I'm trying to implement an awk function for splitting a string into an array; the fundamental difference with the built-in split
is that one is able to limit the number of "splits" that are performed, just like in Python's str.split
The prototype would be something like this:
maxsplit(s, a, n[, fs ])
Split the strings
into array elements, performing at mostn
splits (thus, the array will have at mostn+1
elementsa[1]
,a[2]
, ...,a[n+1]
), and return the actual number of elements in the array. All elements of the array shall be deleted before the split is performed. The separation shall be done with the EREfs
or with the field separatorFS
whenfs
is not provided.
At the moment, the effects of a null string asfs
value, or a negative number asn
value, are unspecified.
Here's the code I came-up with:
edit1: fixed the border cases pointed-out by @markp-fuso and @Daweo
edit2: added handling of non-provided fs
argument (thanks @EdMorton)
function maxsplit(s,a,n,fs, i,j) {
delete a
if (fs == 0 && fs == "")
fs = FS
if (fs == " ")
{
for (i = 1; (i <= n) && match(s,/[^[:space:]]+/); i++) {
a[i] = substr(s,RSTART,RLENGTH)
s = substr(s,RSTART+RLENGTH)
}
sub(/^[[:space:]]+/, "", s)
if (s != "")
a[i] = s
else
--i
}
else if (length(fs) == 1)
{
for (i = 1; (i <= n) && (j = index(s,fs)); i++) {
a[i] = substr(s,1,j-1)
s = substr(s,j+1)
}
a[i] = s
}
else
{
i = 1
while ( (i <= n) && (s != "") && match(s,fs) ) {
if (RLENGTH) {
a[i] = a[i] substr(s,1,RSTART-1)
s = substr(s,RSTART+RLENGTH)
++i
} else {
a[i] = a[i] substr(s,1,1)
s = substr(s,2)
}
}
a[i] = s
}
return i
}
As you can see, I wrote multiple code paths for handling the different types of fs
. My question is: what other edge cases need to be handled?

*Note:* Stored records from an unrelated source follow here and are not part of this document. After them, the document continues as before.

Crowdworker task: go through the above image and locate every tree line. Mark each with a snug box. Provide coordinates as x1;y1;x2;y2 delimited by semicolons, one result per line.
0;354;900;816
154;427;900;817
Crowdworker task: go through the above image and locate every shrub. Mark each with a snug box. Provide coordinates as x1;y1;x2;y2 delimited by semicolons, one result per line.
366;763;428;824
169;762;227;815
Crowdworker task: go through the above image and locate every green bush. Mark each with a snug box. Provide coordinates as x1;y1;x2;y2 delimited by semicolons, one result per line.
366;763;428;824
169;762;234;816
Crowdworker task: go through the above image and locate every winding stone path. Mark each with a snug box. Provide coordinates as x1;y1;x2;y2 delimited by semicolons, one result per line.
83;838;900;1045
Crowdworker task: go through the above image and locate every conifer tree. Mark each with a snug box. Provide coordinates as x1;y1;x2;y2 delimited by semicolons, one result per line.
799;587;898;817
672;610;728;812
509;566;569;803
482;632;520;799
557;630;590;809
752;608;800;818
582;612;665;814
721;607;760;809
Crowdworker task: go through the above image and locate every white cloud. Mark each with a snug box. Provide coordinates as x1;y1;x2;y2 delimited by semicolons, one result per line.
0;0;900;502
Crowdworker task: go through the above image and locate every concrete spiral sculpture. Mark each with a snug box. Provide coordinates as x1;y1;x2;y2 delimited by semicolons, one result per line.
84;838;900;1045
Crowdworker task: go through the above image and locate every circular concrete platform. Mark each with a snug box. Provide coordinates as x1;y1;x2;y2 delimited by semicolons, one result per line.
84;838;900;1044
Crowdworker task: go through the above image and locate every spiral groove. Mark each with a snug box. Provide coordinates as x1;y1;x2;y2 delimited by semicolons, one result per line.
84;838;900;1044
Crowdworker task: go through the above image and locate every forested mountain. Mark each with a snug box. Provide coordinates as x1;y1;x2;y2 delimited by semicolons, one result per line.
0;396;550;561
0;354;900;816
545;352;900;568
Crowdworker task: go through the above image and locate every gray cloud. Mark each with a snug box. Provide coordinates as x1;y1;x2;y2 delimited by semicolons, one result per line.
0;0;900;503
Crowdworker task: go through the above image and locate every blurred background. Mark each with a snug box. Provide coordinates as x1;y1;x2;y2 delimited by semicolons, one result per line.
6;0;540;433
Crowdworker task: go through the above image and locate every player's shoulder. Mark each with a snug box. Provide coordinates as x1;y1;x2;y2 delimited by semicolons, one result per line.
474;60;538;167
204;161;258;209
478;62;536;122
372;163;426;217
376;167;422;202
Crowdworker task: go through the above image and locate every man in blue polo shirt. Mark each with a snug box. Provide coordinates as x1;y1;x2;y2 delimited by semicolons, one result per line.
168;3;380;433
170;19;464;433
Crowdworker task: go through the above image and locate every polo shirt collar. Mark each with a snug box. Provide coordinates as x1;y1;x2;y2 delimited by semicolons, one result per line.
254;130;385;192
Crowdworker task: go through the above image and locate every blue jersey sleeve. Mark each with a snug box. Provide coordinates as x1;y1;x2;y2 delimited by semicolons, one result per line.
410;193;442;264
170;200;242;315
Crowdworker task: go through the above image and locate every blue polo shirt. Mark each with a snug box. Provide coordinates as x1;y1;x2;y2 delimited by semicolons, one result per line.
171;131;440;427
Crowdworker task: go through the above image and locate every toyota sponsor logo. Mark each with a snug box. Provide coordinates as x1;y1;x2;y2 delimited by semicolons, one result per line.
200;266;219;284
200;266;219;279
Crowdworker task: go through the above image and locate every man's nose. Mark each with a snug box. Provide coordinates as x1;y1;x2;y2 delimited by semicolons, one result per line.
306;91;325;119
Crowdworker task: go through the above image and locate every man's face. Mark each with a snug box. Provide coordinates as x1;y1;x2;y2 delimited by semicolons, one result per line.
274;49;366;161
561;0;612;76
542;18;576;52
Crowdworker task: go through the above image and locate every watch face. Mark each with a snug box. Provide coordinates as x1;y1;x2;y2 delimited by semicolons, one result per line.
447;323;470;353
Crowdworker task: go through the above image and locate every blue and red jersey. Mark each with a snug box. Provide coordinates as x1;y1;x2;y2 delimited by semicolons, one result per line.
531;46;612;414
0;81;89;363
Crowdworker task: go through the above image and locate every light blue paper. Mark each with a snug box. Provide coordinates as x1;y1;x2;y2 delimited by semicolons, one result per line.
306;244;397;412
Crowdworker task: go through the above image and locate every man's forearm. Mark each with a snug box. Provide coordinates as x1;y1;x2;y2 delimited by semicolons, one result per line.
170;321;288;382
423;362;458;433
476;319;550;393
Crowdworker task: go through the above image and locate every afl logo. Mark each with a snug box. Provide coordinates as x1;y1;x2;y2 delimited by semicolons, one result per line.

Here's a set of test cases:
edit1: reordered the input/output fields and added a few more tests.
edit2: converted the input to a colon-delimited format (instead of xargs
format), and added a few more tests.
note: I'm still looking for test-cases that could be tricky to handle.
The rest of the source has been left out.